If you ask me, hot pizza always calls for a fork. Thin crust, thick crust, Chicago style--hot = fork. Chicago style will, of course, always require a fork. Regular thick or thin crust should be eaten with the hands if it is cold. It would just be absurd to eat cold pizza with a fork. Seriously. Warm pizza is a bit of a can't lose proposition. Eat it any way you like, and it's perfectly acceptable.

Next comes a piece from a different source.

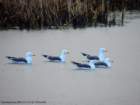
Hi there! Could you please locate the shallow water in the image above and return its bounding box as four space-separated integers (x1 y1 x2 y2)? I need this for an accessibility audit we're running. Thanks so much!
0 16 140 105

Burgers. Of course burgers are hand-food, except for that as the author of this blog I can make up the rules any way I please. Homemade burgers, Grillers (best ever), drive-thru burgers and the like should of course be eaten by hand. This is not debatable. However, if you are at a legitimate restaurant, the fork is almost required. The Hillstone restaurant group makes ridiculously amazing veggie burgers that would be a disaster if eaten with your hands. Factor in that you will more likely set the burger down makes it even more appropriate for forking. If you don't know any better and make the mistake of thinking TGI Friday's is a really good restaurant, then you are wrong. Most of their food sucks. It's not a good restaurant. Neither is Red Robin. Garbage. You should know by now how I feel about In-N-Out. Make it Taylor's Refresher and it's an amazing hand job. Perverts. You just eat it with your hands. The whole blog title put your mind in the gutter. You should get help.

This isn't really mind-blowing material. I just had to get it off my chest, to defend my forking in spite of repeated head-shaking when my hand-eater friends see me eat. That, and I've been in the middle of a month-long creative block. More blogs coming soon.